After performing a series of automatic actions and manually correcting the wrong names, we went on to the next step, which was to assign geographical coordinates to all addresses and locale names, in order to enable the visualisation of the content on the maps. For places other than Katowice, we were not interested in details such as district or street address, so we adopted two complementary solutions.
For post codes outside Katowice, we first matched them to relevant names of municipalities using Poland’s postal code database. In the case of small localities which do not have a separate post code, we provided the names of municipalities to which they belong (e.g. Sarnów = Psary). Then, using geographic coordinates database for Poland’s municipalities, we were able to identify and assign their geolocation data. One problem at this stage were duplicate municipality names within the country. For instance, each record containing Chrzanów ended up with two coordinates assigned, one for a town in Lesser Poland Voivodship and one for a village in Lublin Voivodship.
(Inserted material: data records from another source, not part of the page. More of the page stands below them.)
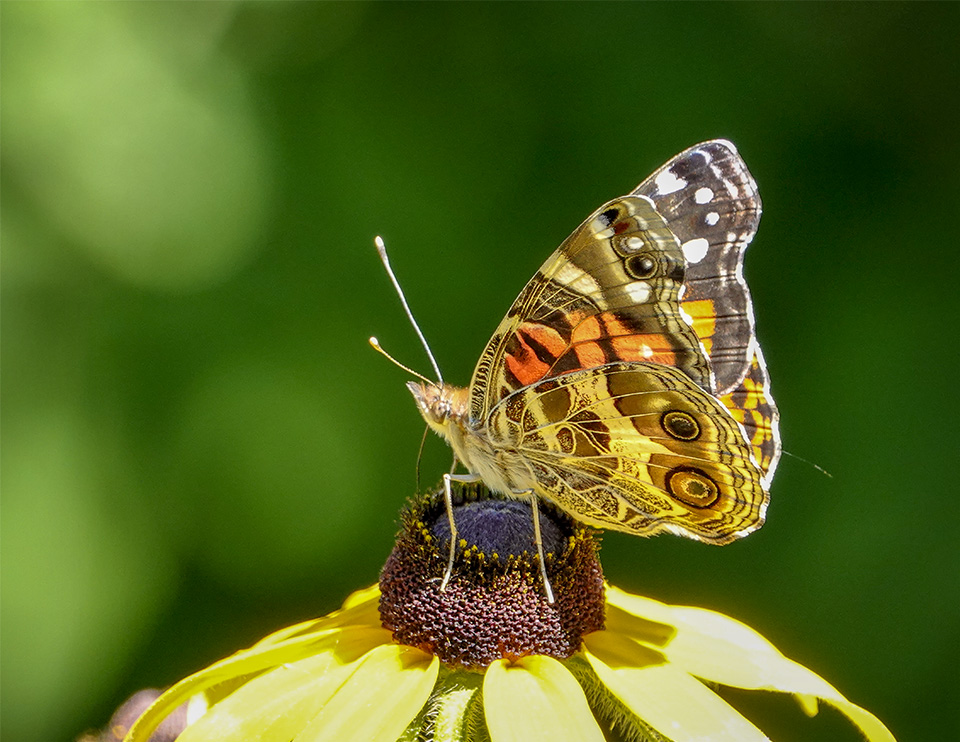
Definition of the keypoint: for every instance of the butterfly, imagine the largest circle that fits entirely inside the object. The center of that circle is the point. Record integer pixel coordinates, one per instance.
(625, 384)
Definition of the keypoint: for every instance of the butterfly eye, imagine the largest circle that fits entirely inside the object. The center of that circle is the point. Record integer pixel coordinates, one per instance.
(680, 425)
(692, 487)
(640, 266)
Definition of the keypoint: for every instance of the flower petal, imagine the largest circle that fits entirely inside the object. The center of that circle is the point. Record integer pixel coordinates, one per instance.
(252, 661)
(383, 695)
(662, 695)
(718, 648)
(275, 706)
(536, 697)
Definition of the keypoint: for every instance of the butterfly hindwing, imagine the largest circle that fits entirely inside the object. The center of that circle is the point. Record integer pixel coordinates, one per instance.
(752, 406)
(710, 201)
(609, 293)
(625, 384)
(636, 447)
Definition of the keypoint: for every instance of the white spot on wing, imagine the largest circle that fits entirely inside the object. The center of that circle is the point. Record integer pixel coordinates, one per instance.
(639, 291)
(668, 183)
(695, 250)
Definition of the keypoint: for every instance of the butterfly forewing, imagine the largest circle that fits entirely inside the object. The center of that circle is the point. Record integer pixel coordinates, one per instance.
(710, 202)
(609, 293)
(625, 383)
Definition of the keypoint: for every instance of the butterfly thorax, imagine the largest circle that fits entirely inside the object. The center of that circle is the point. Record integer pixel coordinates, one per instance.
(447, 411)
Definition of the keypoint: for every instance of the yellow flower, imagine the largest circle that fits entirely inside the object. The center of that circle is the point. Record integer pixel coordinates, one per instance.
(647, 674)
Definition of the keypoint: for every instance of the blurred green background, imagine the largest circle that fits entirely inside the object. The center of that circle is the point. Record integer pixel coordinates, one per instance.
(198, 445)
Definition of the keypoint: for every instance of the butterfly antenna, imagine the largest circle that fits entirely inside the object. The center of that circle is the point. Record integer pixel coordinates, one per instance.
(382, 250)
(809, 463)
(377, 347)
(423, 441)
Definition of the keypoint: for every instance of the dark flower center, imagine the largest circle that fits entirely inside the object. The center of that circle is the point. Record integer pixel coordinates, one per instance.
(494, 605)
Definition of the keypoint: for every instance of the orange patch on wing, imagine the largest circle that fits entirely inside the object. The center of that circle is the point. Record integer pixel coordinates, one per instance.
(704, 315)
(590, 355)
(525, 365)
(588, 329)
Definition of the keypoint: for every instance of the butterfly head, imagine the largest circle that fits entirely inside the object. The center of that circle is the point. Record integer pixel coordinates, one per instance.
(440, 404)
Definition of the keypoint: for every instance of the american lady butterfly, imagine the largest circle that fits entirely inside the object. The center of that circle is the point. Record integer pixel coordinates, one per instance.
(626, 384)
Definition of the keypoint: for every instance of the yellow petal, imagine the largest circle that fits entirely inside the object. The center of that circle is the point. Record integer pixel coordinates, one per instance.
(662, 695)
(377, 702)
(536, 698)
(275, 706)
(720, 649)
(252, 661)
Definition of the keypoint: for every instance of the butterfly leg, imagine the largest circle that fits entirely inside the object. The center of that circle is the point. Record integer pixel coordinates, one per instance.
(535, 510)
(448, 500)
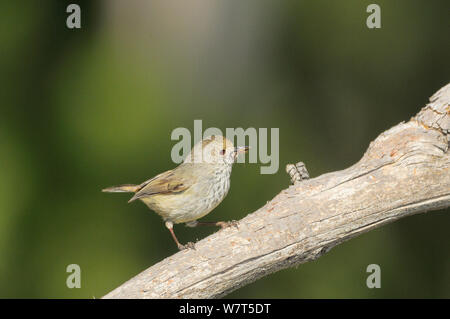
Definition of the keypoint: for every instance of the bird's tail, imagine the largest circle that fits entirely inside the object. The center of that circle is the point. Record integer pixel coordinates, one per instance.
(128, 188)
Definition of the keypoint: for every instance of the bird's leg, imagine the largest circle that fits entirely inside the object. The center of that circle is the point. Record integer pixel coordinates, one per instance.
(169, 226)
(220, 224)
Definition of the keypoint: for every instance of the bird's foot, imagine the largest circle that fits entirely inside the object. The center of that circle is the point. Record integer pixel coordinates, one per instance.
(188, 245)
(228, 224)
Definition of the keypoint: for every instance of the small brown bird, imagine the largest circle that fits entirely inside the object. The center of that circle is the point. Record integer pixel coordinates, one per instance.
(192, 189)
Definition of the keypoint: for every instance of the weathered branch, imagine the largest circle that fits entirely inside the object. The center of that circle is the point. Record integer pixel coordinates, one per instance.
(404, 171)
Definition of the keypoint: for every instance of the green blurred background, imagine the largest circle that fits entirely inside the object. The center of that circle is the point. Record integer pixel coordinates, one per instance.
(94, 107)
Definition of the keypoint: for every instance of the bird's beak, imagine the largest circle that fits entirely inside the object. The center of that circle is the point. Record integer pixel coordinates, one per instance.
(241, 149)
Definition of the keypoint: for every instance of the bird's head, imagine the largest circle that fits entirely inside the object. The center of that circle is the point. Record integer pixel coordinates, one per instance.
(215, 149)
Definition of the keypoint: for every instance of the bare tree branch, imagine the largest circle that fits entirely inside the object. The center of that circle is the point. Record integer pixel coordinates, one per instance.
(404, 171)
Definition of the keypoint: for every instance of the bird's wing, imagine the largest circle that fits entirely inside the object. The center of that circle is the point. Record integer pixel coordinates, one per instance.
(169, 182)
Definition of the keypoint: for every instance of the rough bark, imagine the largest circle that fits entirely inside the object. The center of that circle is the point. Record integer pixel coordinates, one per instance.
(403, 172)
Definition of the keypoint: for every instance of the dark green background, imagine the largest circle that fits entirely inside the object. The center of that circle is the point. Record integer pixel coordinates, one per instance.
(89, 108)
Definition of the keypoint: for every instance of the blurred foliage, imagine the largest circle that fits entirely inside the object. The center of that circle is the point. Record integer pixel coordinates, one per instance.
(89, 108)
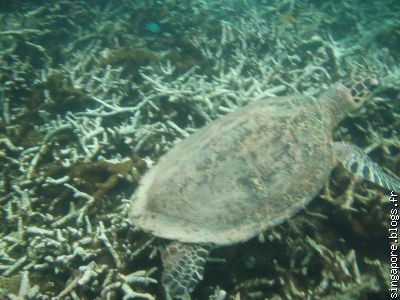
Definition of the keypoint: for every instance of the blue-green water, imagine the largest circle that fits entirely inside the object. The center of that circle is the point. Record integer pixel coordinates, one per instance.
(92, 93)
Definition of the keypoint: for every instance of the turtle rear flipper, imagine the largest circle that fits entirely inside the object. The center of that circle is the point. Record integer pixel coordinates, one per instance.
(183, 268)
(357, 162)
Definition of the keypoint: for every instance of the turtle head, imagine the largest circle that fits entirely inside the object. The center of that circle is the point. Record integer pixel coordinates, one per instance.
(346, 97)
(359, 90)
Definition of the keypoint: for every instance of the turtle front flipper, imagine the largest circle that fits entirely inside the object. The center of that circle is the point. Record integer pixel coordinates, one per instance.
(357, 162)
(183, 268)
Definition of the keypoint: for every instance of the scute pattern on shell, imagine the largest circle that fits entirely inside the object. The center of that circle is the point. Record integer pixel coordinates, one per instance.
(239, 175)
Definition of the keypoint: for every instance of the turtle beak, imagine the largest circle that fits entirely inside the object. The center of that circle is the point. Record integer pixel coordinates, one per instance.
(361, 87)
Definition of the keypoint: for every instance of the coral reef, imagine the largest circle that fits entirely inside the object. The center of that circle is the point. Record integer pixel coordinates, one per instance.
(90, 98)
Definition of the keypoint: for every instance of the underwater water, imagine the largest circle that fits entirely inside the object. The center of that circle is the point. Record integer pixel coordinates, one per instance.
(93, 93)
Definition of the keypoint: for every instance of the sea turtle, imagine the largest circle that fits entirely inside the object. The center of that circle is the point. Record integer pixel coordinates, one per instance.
(244, 173)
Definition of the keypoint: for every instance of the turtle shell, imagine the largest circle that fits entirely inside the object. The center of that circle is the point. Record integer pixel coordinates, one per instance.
(239, 175)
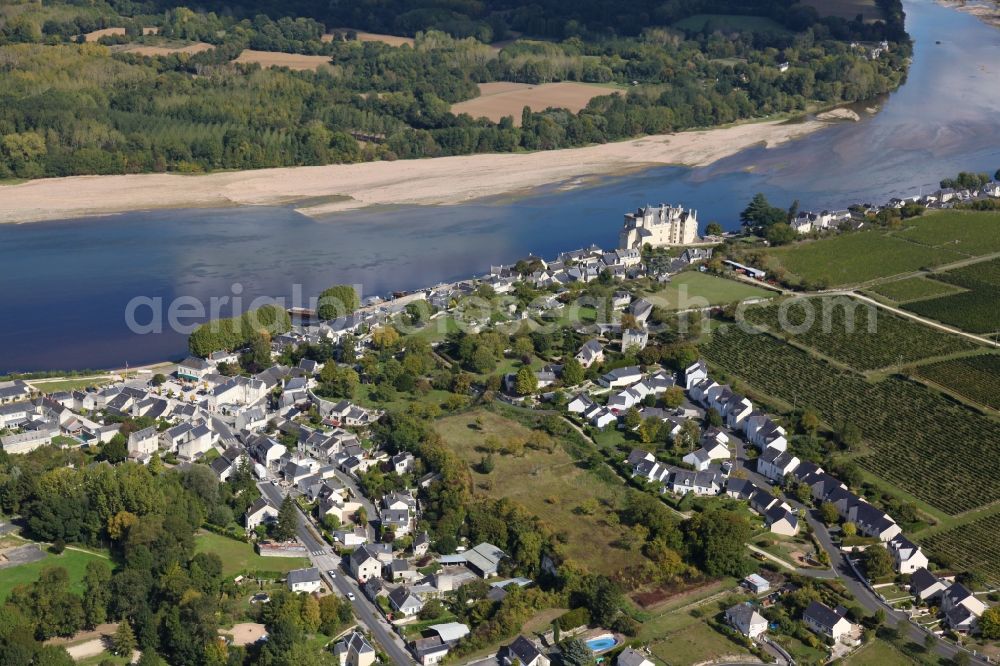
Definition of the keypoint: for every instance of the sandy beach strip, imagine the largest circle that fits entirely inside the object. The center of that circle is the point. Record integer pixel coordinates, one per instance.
(442, 180)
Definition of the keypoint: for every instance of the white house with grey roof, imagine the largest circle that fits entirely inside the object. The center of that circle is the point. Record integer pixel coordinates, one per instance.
(521, 651)
(143, 442)
(354, 650)
(484, 559)
(305, 580)
(746, 620)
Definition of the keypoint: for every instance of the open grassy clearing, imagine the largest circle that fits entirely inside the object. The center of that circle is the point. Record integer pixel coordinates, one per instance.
(729, 23)
(568, 499)
(913, 289)
(974, 377)
(73, 561)
(502, 98)
(678, 637)
(164, 48)
(857, 257)
(971, 546)
(693, 289)
(915, 434)
(362, 36)
(847, 9)
(239, 557)
(295, 61)
(860, 335)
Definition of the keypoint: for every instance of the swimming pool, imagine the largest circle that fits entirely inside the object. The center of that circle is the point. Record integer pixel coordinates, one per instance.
(602, 643)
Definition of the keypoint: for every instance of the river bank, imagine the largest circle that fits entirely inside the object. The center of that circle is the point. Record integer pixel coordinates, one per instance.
(987, 11)
(444, 180)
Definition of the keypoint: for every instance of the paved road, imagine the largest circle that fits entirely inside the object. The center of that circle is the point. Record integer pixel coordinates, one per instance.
(842, 569)
(324, 558)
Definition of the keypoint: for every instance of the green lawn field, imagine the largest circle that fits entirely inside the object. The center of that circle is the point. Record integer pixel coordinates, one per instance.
(693, 289)
(73, 561)
(857, 257)
(548, 484)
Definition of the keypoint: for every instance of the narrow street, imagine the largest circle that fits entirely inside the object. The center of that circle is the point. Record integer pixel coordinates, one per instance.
(324, 558)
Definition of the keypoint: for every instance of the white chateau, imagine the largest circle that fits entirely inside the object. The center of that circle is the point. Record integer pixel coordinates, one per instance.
(661, 226)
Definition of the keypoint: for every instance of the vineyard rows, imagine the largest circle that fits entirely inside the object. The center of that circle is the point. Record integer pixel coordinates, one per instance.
(976, 310)
(973, 546)
(935, 449)
(859, 335)
(975, 377)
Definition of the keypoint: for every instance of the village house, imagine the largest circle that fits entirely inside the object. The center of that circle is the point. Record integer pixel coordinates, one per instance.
(305, 580)
(354, 650)
(621, 377)
(925, 586)
(521, 652)
(658, 227)
(194, 369)
(590, 353)
(405, 603)
(634, 339)
(143, 442)
(906, 555)
(776, 464)
(826, 622)
(746, 620)
(364, 563)
(961, 608)
(632, 657)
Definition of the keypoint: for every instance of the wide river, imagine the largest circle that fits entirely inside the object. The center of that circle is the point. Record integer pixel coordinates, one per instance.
(66, 284)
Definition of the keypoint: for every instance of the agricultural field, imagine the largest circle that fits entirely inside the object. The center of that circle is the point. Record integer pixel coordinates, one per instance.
(974, 377)
(976, 310)
(295, 61)
(863, 336)
(972, 546)
(502, 98)
(239, 557)
(362, 36)
(547, 483)
(857, 257)
(846, 9)
(913, 289)
(162, 48)
(914, 434)
(972, 233)
(693, 289)
(729, 23)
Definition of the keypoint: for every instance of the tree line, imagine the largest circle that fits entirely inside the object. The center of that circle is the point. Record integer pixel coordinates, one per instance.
(199, 112)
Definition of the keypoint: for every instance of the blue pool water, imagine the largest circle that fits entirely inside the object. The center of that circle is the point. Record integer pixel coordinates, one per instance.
(601, 643)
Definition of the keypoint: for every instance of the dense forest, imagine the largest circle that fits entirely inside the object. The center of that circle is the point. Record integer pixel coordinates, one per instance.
(68, 107)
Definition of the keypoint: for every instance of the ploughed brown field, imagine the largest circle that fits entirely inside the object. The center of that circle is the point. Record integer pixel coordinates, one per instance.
(391, 40)
(277, 59)
(502, 98)
(109, 32)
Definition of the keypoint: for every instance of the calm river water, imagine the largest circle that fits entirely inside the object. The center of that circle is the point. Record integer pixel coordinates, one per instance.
(66, 283)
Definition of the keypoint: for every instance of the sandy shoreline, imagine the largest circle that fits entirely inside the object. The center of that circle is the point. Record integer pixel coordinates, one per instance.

In the first place, we simplified the database by abandoning the isolation of neighbouring municipalities of the same name (e.g. rural commune of Siedlce and the isolated city of Siedlce). Next, after merging the above, we verified duplicate records based on post codes, thanks to which we knew that we were dealing with e.g. Chrzanów, Lesser Poland Voivodship, or Olsztyn, Varmian-Masurian Voivodship, as opposed to its much smaller namesake in Silesian Voivodship. We used a similar method when processing data from Facebook page statistics, where the name of voivodship features alongside the town/city name.
More problematic would have been cases of having just the name of the municipality or commune, e.g. Bobrowniki. Then, it was helpful to know the context in which the data was obtained. If it came from a survey at a local event, such as a small concert in a pub, it would most likely mean Bobrowniki in Silesian Voivodship rather than the one in Kuyavian-Pomeranian Voivodship. However, such an inference would be risky in relation to Katowice’s Off Festival, which gathers audiences from all over Europe.